4. I contribute to my 401(k) plan at work, so I can’t contribute to an IRA.

Your contributions to a 401(k) plan have no effect on your ability to contribute to a traditional or Roth IRA. However, your (or your spouse’s) participation in a 401(k) plan may adversely impact your ability to deduct contributions to a traditional IRA, depending on your joint income.

5. I have two jobs, both with 401(k)s. I can defer up to $18,000 to each plan.

Unfortunately, this is not the case. You can defer a maximum of $18,000 in 2015, plus catch-up contributions if you’re eligible, to all your employer plans (this includes 401(k)s, 403(b)s, SARSEPs, and SIMPLE plans). If you contribute to more than one plan, you’re generally responsible for making sure you don’t exceed these limits. Note that 457(b) plans are not included in this list. If you’re lucky enough to participate in a 401(k) plan and a 457(b) plan you may be able to defer up to $36,000 (a maximum of $18,000 to each plan) in 2015, plus catch-up contributions.
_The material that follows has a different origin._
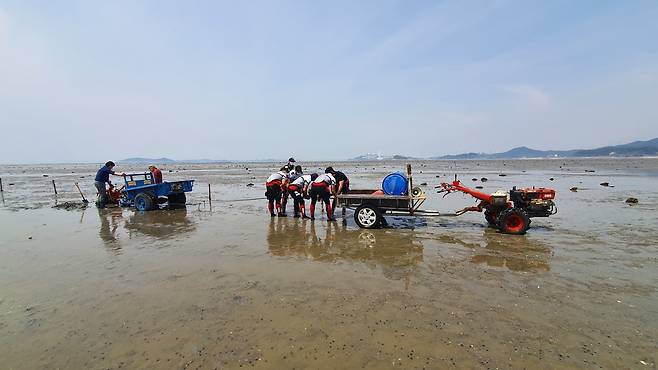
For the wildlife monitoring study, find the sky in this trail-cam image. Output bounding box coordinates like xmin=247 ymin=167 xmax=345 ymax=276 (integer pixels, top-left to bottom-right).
xmin=0 ymin=0 xmax=658 ymax=163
6. I’m moving to a state with no income tax. I’ve heard my former state can still tax my 401(k) benefits when I retire.

While this was true many years ago, it’s no longer the case. States are now prohibited from taxing 401(k) (and most other) retirement benefits paid to nonresidents. As a result, only the state in which you reside (or are domiciled) can tax those benefits. In general, your residence is the place where you actually live. Your domicile is your permanent legal residence; even if you don’t currently live there, you have an intent to return and remain there.